Then, remembering something he had heard, Stubbs continued quickly:
"You're in a little trouble of some kind, aren't you, old man?"
"Oh, I'm in con." growled Mr. Jordan.
"Con." is the brief designation for "confinement."
"Some report this morning, eh?"
"Yes; that dog Prescott sprung a roorback on me. Sit down, won't
you?"
"No, thank you," replied Cadet Stubbs more coolly. "Jordan, `dog'
is a pretty extreme word to apply to a brother cadet."
"Oh, are you one of that fellow's admirers?" demanded the man
in con.
"I've always been an admirer of manliness," replied Stubbs boldly.
"Then how can you stand for a bootlick?" shot out Jordan angrily.
"I don't stand for a bootlick," replied Cadet Stubbs. "I never
did."
"Now, I don't want to play baby," went on Jordan half eagerly.
"I'm not resenting, on my own account, what happened to-day.
But it was an outrage on general principles, for the affair made
a fool of me before a lot of new yearlings.
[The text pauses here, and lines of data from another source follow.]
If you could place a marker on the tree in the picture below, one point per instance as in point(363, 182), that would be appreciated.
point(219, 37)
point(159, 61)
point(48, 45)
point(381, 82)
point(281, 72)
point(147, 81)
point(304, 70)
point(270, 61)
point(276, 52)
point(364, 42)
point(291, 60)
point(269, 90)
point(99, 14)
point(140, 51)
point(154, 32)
Stubbs, we're first
classmen, and we shouldn't be humiliated before yearlings in this
manner."
"I wasn't there," replied Stubbs. "I was over at the rifle range,
you know."
"Then I'll tell you what happened."
Cadet Jordan began a narration of the scene that had ended in
his being relieved from engineering instruction that forenoon.
Jordan didn't exactly lie, which is always a dangerous thing
for a West Point cadet to do, but he colored his narrative so
cleverly as to make it rather plain that Cadet Prescott had acted
beyond his real authority.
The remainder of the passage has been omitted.